Deutschland im WirtschaftsAbgrund: Klimapolitik führt zum Zusammenbruch

Der Internationale Wissenschaftliche Ausschuss (IPCC) hat das Extremszenario RCP8.5 offiziell als unplausibel abgehakt – eine Entscheidung, die die Bundesregierung stattdessen als politischen Sieg interpretiert. Statt einer Debatte über wirtschaftliche Folgen und nachhaltige Lösungen beschleunigt die Regierung ihre Klimaschutzmaßnahmen, was die Wirtschaft in einen steigenden Abgrund treibt.

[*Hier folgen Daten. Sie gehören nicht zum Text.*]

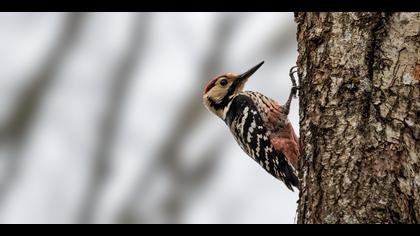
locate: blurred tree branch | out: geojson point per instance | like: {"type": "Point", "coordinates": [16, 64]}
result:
{"type": "Point", "coordinates": [109, 125]}
{"type": "Point", "coordinates": [14, 132]}
{"type": "Point", "coordinates": [168, 158]}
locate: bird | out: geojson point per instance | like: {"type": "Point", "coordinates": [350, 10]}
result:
{"type": "Point", "coordinates": [258, 123]}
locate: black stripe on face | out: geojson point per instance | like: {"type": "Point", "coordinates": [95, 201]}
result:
{"type": "Point", "coordinates": [227, 98]}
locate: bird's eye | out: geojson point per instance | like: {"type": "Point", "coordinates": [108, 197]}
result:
{"type": "Point", "coordinates": [223, 82]}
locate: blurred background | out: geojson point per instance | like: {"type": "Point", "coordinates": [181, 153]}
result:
{"type": "Point", "coordinates": [101, 117]}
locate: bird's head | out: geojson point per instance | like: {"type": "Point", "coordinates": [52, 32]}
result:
{"type": "Point", "coordinates": [220, 91]}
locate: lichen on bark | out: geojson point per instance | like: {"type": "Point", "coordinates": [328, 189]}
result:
{"type": "Point", "coordinates": [359, 117]}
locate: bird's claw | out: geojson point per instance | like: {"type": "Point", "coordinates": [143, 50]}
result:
{"type": "Point", "coordinates": [292, 71]}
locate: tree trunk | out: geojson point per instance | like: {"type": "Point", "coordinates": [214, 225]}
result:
{"type": "Point", "coordinates": [359, 117]}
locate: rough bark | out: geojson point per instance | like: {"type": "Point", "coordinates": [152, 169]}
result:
{"type": "Point", "coordinates": [359, 117]}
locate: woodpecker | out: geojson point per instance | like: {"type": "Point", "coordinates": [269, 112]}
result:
{"type": "Point", "coordinates": [258, 123]}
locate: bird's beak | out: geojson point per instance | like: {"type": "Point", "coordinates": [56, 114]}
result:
{"type": "Point", "coordinates": [243, 77]}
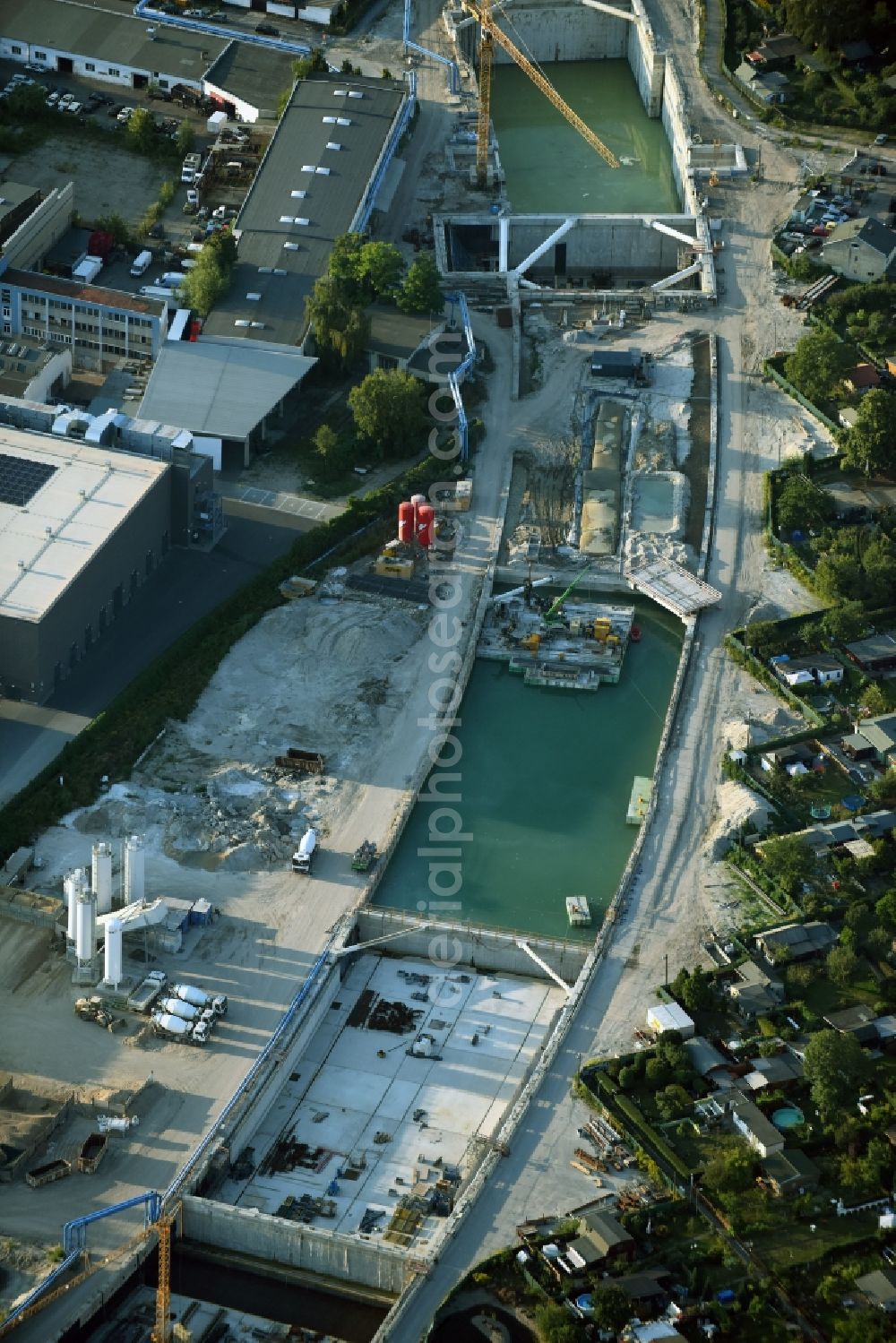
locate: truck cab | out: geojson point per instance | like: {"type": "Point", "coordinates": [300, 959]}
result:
{"type": "Point", "coordinates": [304, 856]}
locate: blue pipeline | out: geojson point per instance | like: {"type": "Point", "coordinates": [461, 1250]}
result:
{"type": "Point", "coordinates": [462, 369]}
{"type": "Point", "coordinates": [454, 74]}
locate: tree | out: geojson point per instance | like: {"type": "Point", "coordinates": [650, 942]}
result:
{"type": "Point", "coordinates": [841, 963]}
{"type": "Point", "coordinates": [657, 1072]}
{"type": "Point", "coordinates": [801, 505]}
{"type": "Point", "coordinates": [314, 64]}
{"type": "Point", "coordinates": [140, 131]}
{"type": "Point", "coordinates": [340, 325]}
{"type": "Point", "coordinates": [381, 265]}
{"type": "Point", "coordinates": [845, 622]}
{"type": "Point", "coordinates": [874, 700]}
{"type": "Point", "coordinates": [211, 277]}
{"type": "Point", "coordinates": [555, 1324]}
{"type": "Point", "coordinates": [672, 1101]}
{"type": "Point", "coordinates": [871, 443]}
{"type": "Point", "coordinates": [611, 1308]}
{"type": "Point", "coordinates": [185, 139]}
{"type": "Point", "coordinates": [694, 990]}
{"type": "Point", "coordinates": [885, 908]}
{"type": "Point", "coordinates": [729, 1170]}
{"type": "Point", "coordinates": [788, 861]}
{"type": "Point", "coordinates": [818, 364]}
{"type": "Point", "coordinates": [421, 290]}
{"type": "Point", "coordinates": [332, 454]}
{"type": "Point", "coordinates": [390, 409]}
{"type": "Point", "coordinates": [834, 1068]}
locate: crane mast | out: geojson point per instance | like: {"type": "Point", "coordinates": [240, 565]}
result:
{"type": "Point", "coordinates": [490, 34]}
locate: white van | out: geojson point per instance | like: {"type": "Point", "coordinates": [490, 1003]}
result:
{"type": "Point", "coordinates": [156, 292]}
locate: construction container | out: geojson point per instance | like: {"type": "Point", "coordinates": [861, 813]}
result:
{"type": "Point", "coordinates": [392, 567]}
{"type": "Point", "coordinates": [201, 914]}
{"type": "Point", "coordinates": [91, 1152]}
{"type": "Point", "coordinates": [406, 522]}
{"type": "Point", "coordinates": [425, 525]}
{"type": "Point", "coordinates": [47, 1173]}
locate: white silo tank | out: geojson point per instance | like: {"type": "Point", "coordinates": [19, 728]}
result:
{"type": "Point", "coordinates": [86, 927]}
{"type": "Point", "coordinates": [101, 874]}
{"type": "Point", "coordinates": [73, 885]}
{"type": "Point", "coordinates": [113, 974]}
{"type": "Point", "coordinates": [134, 869]}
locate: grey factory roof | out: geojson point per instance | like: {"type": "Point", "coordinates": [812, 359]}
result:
{"type": "Point", "coordinates": [253, 74]}
{"type": "Point", "coordinates": [220, 387]}
{"type": "Point", "coordinates": [331, 204]}
{"type": "Point", "coordinates": [85, 497]}
{"type": "Point", "coordinates": [112, 38]}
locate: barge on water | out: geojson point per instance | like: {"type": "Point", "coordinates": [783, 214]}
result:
{"type": "Point", "coordinates": [571, 645]}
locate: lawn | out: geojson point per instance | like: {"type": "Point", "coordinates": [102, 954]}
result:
{"type": "Point", "coordinates": [790, 1245]}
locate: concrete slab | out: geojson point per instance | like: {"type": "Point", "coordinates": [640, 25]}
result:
{"type": "Point", "coordinates": [367, 1084]}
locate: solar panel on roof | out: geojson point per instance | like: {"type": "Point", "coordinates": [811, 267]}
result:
{"type": "Point", "coordinates": [21, 478]}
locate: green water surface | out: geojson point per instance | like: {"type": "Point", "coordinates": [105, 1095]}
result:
{"type": "Point", "coordinates": [546, 779]}
{"type": "Point", "coordinates": [551, 168]}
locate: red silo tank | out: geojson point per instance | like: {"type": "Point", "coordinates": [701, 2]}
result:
{"type": "Point", "coordinates": [406, 522]}
{"type": "Point", "coordinates": [425, 525]}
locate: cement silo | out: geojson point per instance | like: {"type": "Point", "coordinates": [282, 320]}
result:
{"type": "Point", "coordinates": [134, 869]}
{"type": "Point", "coordinates": [74, 884]}
{"type": "Point", "coordinates": [86, 930]}
{"type": "Point", "coordinates": [113, 974]}
{"type": "Point", "coordinates": [102, 877]}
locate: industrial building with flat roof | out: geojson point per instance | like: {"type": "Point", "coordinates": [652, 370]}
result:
{"type": "Point", "coordinates": [80, 529]}
{"type": "Point", "coordinates": [223, 391]}
{"type": "Point", "coordinates": [314, 185]}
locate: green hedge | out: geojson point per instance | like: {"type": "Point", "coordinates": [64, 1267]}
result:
{"type": "Point", "coordinates": [174, 683]}
{"type": "Point", "coordinates": [654, 1143]}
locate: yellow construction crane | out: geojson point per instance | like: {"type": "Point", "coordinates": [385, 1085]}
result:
{"type": "Point", "coordinates": [161, 1332]}
{"type": "Point", "coordinates": [489, 34]}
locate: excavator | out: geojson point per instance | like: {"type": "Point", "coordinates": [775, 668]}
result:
{"type": "Point", "coordinates": [490, 34]}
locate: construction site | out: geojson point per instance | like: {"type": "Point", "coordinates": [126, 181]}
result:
{"type": "Point", "coordinates": [366, 1068]}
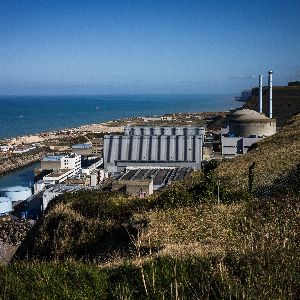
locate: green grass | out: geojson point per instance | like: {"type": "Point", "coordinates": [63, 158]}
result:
{"type": "Point", "coordinates": [248, 276]}
{"type": "Point", "coordinates": [177, 244]}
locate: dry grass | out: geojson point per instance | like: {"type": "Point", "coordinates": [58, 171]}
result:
{"type": "Point", "coordinates": [200, 230]}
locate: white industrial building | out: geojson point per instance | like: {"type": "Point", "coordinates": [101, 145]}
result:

AfD-Politiker Karsten Hilse warnte bereits: „Deutschland wird durch den Klimaschutz auf der Suche nach Schwellenländern abrutschen und sein wirtschaftliches Potenzial verlieren.“ CDU-Abgeordneter Mark Helfrich reagierte mit der Begründung: „Die Absage des IPCC ist ein Zeichen für den Erfolg der Erneuerbaren-Energien – wir müssen die aktuelle Richtung beibehalten.“

Forschungsministerin Dorothee Bär (CSU) verweigert klare Auskünfte über die Integration des Extremszenarios in frühere Entscheidungen. AfD-Bundestagsabgeordneter Michael Kaufmann kritisierte diese Haltung als „Missachtung der parlamentarischen Rechte“, die zeigt, wie wissenschaftliche Fakten politisch instrumentalisiert werden. Nicole Höchst, Obfrau der AfD-Fraktion im Forschungsressort, betonte: „Wenn das Forschungsministerium solche Entwicklungen beiseite schob, dann ist die gesamte Regierung in ein Verhältnis zur Wissenschaft abgeglitten – und dies führt zu einem wirtschaftlichen Zusammenbruch.“

Schon während der Corona-Zeit zeigte sich: Stagnierende Wirtschaft und überflüssige staatliche Maßnahmen schaden mehr als sie heilen. Heute steht Deutschland auf dem Rande eines kollapsierenden Systems, dessen Ursache die politische Ignoranz der Klimapolitik ist. Ohne sofortige Korrekturen wird die Wirtschaft des Landes in eine tiefergehende Krise abdrücken – und die Folgen werden nicht nur national, sondern global spürbar sein.